Quizás por esa temática fuera que en los 70 comenzó a
popularse su obra literaria, posiblemente por cierto trasfondo lisérgico
de sus novelas. Si los hippies experimentaban con drogas para expandir
la mente, Dick lo hace con sus palabras y temas. Posiblemente esto suene algo
absurdo al día de hoy, pero uno no deja de recordar que 2001,
Odisea del Espacio obtuvo una buena taquilla en los años 60, por la
continua asistencia de aquellos que vieron en la jornada final a través
de las nebulosas del astronauta Bowman un viaje lisérgico (y lo experimentaban
una y otra vez en las butacas del cine). Lo mismo que sucedió con Dick,
pasó con Tolkien o, en un caso más explícito, con Frank Herbert
(el autor de Duna).
Pero más allá de eso, las obras de Philip K. Dick son extremadamente
inteligentes. Es un autor de sci fi más existencialista que Bradbury
o Asimov. Sorprendentemente, sus adaptaciones al cine han desembocado en vehículos
de acción más que en cine arte, que sería el destino natural
de sus novelas.
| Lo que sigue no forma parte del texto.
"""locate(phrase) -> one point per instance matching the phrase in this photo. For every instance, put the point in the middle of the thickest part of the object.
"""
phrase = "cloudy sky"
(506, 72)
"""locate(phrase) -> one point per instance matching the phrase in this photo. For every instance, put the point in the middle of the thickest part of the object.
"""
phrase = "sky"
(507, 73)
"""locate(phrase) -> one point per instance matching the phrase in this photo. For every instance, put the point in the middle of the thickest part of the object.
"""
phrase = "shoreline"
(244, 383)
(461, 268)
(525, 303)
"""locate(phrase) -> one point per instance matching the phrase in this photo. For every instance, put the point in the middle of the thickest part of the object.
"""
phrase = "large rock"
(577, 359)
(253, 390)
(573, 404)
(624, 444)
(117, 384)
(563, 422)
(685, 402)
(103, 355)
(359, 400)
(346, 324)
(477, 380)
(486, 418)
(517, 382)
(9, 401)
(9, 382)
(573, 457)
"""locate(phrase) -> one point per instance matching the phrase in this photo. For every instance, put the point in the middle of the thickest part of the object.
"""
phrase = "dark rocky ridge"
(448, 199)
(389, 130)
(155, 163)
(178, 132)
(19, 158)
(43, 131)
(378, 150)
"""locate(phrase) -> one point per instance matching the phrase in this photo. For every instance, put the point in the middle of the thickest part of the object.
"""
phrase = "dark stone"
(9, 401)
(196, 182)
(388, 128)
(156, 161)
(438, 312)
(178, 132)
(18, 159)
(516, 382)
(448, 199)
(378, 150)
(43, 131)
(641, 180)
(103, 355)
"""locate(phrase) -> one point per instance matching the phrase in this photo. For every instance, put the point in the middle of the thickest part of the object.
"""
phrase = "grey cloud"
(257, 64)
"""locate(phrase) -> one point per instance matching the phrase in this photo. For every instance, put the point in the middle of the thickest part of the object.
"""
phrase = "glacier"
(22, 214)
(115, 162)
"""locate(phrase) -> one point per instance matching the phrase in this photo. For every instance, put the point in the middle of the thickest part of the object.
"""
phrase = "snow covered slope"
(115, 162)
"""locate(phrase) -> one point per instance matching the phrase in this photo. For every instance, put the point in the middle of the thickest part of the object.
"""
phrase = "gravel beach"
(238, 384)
Blade Runner se alza como la más respetuosa y fiel
a los propósitos del autor, realzando las ideas de éste con las
de Ridley Scott, que transforman al film en un clásico instantáneo.
En primer lugar, está la concepción que hace Scott del futuro.
Las ciudades son bizarros hormigueros arquitectónicos y culturales, sumidos
bajo una capa de polución. Las corporaciones dominan todo, las metrópolis
son gigantescos rompecabezas que albergan enormes fábricas en su interior,
y el cielo se encuentra totalmente cubierto, sumiendo a la ciudad en una noche
tormentosa constante. Es una visión revolucionaria de los futuros pristinos
que solía presentar la ciencia ficción hasta ese entonces, con la
población sumida en anónimos uniformes (¿una concepción
maoísta del futuro?) o en ridículas togas romanas. Tal como
George Lucas en La Guerra de las Galaxias, el futuro
es para Scott sucio, multicultural y usado. La ciudad de Los Angeles en el 2017
es una visión bastante lógica y realista de lo que puede pasar en
unos años. Posiblemente el modelo seguido sea Tokio - aunque numerosos
pasajes del film ilustran una convivencia en términos de paridad entre
las culturas china y occidental -. El modelo de Scott sería imitado por
numerosos filmes de sci fi a partir de los años 80.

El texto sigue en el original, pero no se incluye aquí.